Why 2015 is the year of the Relationships Management Officer

I recently listened to an interview involving Pete Wharton, IBM’s Commerce Solutions Product Marketing Leader.

During the segment, Wharton indicated that IBM’s plan was to “create an ecosystem of technology partners to extend IBM’s service capabilities to its customers.”

The interviewer then made the statement that it sounded as if IBM was “trying to corner or corral the cloud,” by “unifying a segmented world through a very active partnership acquisition strategy.”

While acknowledging that he had never thought of it in that context, Wharton fully agreed with the interviewer’s perspective. Yes, IBM is focused on acquiring relationships with key partners as opposed to acquiring and assimilating companies, as a means of becoming the dominate player in the cloud.

The interviewer then asked what I considered to be the most important question; “how is this collective and collaborative cloud going to be governed?” Is IBM going for what he referred to as being an “influence without assimilation model,” where each partner maintains total autonomy, yet derives benefit from the centralized coordination of diverse experiences and shared expertise?

While Wharton liked the influence without assimilation approach through a central coordination of stakeholder capabilities, he deferred to senior management relative to the specifics of the governance model itself.

The importance of the centralized coordination of diverse experiences and shared expertise based on a clear objective is something that I had recognized a long time ago. In fact, it formed the basis for creating, the Relationships Management Office or RMO model that I have, over the years, successfully implemented time and again.

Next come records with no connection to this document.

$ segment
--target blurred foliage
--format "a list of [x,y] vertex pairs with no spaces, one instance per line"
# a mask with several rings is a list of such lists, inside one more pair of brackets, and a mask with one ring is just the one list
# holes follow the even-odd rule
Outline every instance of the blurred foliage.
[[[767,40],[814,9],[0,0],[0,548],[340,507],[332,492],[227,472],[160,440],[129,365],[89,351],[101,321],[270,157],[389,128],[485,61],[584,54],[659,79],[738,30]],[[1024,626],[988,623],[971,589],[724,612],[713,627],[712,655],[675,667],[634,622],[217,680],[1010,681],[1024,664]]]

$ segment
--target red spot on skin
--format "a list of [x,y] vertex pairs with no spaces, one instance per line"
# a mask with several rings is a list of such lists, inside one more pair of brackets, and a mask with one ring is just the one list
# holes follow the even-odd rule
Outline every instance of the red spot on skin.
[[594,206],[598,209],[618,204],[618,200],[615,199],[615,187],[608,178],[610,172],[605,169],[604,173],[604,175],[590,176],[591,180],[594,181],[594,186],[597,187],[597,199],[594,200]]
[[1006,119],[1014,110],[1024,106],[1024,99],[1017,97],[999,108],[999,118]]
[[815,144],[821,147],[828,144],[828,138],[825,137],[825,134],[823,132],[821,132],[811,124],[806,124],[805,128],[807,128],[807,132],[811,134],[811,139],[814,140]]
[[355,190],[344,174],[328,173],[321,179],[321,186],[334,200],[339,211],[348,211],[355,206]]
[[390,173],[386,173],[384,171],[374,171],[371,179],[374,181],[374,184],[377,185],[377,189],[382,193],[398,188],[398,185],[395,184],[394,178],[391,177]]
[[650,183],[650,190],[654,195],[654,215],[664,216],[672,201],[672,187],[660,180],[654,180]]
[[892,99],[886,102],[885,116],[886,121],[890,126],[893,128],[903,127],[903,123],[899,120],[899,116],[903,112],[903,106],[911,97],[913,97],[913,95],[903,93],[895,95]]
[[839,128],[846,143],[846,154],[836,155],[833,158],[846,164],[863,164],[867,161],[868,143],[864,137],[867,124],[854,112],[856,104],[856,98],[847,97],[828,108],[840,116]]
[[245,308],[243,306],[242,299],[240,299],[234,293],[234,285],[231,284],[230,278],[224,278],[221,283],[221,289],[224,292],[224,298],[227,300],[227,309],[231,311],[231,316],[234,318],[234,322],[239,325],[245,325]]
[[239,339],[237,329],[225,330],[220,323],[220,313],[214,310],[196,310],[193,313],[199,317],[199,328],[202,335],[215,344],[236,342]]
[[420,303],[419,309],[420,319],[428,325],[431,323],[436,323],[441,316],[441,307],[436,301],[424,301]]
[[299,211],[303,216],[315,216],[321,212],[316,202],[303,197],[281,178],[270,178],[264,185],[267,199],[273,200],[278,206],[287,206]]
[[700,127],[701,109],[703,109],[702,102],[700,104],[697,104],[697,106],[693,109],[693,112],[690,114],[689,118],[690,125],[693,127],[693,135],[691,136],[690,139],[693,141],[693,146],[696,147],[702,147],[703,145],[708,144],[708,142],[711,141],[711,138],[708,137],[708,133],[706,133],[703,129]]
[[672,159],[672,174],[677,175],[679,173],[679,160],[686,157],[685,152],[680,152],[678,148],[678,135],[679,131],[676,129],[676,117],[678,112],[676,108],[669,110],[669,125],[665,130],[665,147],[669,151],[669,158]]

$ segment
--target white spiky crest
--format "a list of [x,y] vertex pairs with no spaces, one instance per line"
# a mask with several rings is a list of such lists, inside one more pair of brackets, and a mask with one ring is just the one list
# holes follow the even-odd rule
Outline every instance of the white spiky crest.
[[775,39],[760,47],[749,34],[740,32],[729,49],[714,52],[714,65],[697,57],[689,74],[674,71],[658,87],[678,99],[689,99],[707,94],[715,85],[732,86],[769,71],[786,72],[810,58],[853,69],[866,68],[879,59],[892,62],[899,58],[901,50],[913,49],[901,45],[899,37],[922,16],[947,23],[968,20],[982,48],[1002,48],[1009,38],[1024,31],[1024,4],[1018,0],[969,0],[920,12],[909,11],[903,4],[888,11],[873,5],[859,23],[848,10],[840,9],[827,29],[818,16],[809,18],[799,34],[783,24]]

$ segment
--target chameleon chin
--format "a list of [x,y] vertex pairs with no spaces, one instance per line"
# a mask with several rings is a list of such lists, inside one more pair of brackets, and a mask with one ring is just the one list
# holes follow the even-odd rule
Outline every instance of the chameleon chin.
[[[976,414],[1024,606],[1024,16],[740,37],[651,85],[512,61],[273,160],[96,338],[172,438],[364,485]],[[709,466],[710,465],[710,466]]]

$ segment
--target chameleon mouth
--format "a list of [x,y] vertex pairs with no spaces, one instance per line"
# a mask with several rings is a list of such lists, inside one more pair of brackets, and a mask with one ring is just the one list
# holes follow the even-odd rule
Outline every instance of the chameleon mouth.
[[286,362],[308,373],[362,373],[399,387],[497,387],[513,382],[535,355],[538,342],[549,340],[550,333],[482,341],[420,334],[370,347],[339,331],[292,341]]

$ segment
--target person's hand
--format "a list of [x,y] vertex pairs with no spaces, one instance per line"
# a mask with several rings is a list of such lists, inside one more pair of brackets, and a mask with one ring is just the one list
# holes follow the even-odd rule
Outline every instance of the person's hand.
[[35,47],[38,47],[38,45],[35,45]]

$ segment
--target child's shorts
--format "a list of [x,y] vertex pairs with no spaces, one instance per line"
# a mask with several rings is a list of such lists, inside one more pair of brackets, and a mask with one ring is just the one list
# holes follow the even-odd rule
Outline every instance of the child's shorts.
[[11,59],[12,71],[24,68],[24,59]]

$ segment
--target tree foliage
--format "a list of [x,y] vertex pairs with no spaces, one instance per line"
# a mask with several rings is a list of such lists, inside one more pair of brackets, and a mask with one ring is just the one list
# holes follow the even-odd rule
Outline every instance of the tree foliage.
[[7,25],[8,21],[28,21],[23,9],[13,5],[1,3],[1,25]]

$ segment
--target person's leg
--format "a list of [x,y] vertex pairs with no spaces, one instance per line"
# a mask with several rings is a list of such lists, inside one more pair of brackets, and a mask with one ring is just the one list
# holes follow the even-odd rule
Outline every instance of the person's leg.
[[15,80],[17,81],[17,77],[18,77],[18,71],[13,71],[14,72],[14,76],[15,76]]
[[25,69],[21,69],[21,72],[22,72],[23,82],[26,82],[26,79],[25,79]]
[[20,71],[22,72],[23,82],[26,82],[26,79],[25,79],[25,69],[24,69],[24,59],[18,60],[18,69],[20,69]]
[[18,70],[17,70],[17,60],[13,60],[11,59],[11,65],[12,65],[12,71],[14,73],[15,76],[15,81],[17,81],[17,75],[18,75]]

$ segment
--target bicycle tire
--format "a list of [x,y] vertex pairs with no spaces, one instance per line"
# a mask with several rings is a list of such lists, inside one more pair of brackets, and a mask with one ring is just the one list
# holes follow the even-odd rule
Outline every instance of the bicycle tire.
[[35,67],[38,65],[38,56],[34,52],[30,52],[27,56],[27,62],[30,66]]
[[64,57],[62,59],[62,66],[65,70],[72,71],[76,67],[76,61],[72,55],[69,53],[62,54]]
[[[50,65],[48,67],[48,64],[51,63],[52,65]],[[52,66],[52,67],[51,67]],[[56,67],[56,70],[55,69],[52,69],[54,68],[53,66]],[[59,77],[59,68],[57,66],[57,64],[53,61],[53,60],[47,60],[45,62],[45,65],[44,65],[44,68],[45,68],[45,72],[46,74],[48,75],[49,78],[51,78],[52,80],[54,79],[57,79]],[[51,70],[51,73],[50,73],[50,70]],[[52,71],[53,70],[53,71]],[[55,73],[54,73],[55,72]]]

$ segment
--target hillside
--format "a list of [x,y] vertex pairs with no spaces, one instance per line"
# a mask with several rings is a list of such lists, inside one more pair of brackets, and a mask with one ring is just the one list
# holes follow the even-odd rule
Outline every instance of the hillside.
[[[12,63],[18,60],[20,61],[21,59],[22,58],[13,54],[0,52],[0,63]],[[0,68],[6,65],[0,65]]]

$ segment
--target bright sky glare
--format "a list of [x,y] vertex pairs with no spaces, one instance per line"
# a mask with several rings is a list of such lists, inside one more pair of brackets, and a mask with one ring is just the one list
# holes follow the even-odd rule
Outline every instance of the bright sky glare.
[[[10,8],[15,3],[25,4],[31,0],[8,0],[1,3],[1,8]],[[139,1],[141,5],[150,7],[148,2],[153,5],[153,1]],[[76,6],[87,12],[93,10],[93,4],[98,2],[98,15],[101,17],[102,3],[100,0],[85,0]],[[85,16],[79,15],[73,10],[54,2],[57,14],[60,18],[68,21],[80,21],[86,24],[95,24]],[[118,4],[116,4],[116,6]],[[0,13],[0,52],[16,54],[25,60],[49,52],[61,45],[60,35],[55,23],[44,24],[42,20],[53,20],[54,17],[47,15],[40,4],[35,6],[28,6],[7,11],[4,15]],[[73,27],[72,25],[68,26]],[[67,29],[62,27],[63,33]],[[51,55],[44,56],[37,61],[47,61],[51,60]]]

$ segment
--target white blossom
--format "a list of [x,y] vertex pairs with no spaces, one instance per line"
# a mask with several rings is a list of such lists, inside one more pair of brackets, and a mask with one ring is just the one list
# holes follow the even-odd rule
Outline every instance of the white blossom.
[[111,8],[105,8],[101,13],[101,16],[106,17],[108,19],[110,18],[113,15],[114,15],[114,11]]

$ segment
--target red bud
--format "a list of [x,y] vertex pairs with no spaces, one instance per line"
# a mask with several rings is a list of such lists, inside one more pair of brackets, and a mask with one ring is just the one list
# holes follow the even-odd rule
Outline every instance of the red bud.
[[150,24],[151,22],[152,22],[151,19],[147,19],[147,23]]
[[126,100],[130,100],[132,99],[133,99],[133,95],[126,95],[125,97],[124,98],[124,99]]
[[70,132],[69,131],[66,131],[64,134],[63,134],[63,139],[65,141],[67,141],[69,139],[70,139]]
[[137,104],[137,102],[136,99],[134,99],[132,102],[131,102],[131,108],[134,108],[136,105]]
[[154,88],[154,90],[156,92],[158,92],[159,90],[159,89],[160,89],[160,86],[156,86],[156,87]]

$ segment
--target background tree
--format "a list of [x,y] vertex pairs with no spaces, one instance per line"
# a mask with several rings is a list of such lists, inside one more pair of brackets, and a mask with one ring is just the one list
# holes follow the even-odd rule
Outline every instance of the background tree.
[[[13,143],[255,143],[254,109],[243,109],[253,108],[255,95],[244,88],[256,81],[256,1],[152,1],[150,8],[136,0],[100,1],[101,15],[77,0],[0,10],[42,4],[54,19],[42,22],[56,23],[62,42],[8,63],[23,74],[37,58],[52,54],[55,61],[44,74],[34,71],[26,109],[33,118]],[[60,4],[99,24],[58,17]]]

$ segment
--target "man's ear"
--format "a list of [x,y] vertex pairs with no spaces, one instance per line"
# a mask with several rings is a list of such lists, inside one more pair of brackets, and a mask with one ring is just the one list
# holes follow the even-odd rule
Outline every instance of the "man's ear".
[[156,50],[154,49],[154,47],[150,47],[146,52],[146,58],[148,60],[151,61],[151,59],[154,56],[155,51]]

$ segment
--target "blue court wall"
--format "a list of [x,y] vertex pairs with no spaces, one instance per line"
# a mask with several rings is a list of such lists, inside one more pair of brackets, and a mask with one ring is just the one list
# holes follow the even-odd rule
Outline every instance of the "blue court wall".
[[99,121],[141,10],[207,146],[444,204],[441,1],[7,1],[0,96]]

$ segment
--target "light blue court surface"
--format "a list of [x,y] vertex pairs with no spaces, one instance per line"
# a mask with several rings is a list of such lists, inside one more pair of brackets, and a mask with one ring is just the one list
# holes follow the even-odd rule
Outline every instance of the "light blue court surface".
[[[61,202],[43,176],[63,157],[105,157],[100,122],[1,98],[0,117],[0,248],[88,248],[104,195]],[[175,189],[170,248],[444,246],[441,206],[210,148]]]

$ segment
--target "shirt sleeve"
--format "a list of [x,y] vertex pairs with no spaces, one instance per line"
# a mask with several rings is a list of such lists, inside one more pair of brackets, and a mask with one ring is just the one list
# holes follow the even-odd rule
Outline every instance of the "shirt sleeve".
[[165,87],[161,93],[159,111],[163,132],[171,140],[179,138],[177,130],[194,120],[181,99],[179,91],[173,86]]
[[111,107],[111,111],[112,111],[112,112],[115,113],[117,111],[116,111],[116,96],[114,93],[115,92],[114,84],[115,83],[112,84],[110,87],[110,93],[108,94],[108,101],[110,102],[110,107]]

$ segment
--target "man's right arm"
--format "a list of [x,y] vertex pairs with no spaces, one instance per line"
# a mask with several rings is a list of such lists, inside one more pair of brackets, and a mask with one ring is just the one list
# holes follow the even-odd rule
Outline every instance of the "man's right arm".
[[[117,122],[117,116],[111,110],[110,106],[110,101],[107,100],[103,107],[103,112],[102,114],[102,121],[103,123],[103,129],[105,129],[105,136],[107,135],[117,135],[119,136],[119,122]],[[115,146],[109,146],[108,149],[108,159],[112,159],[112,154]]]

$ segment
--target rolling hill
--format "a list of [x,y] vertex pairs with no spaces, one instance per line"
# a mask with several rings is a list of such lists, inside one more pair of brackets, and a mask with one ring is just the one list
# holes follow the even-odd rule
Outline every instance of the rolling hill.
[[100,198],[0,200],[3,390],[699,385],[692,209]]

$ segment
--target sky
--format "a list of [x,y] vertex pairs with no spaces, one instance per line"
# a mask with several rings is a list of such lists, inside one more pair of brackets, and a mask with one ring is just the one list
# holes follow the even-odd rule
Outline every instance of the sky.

The Relationships Management Office; The New Governance Model Standard

What are your goals as a ministry, agency and private or public sector organization? Once you establish the why, you then have to focus on how you will manage the relationships to achieve said goals.

It is the job of the RMO to not only understand your goals but to provide, through coaching, capacity building training and support services, the means by which you will establish and manage collaborative, insight based infrastructures for delivering improved outcomes. This includes the creation of Relationship Charters – something about which I have written at length in previous posts.

Think of it in terms of an agent-based approach to managing relationship-driven outcomes.

For those who are unfamiliar with agent-based models, it is a method for taking into account the actions and interactions of autonomous agents (both individual or collective entities such as organizations or groups) with a view to assessing their effects on the system – or in this case initiative – as a whole.

Or to put it another way, the RMO office proactively seeks to identify the best partners or stakeholders individually, within the context of better facilitating their role in the greater or collective outcome.

In this regard, the management of complex relationships extend beyond simple oversight, to include improved insight into how individual capabilities and interests can be combined to achieve a mutually beneficial result.

It is also within this context that I believe that 2015 may finally become the year of the Relationships Management Office (and Officer).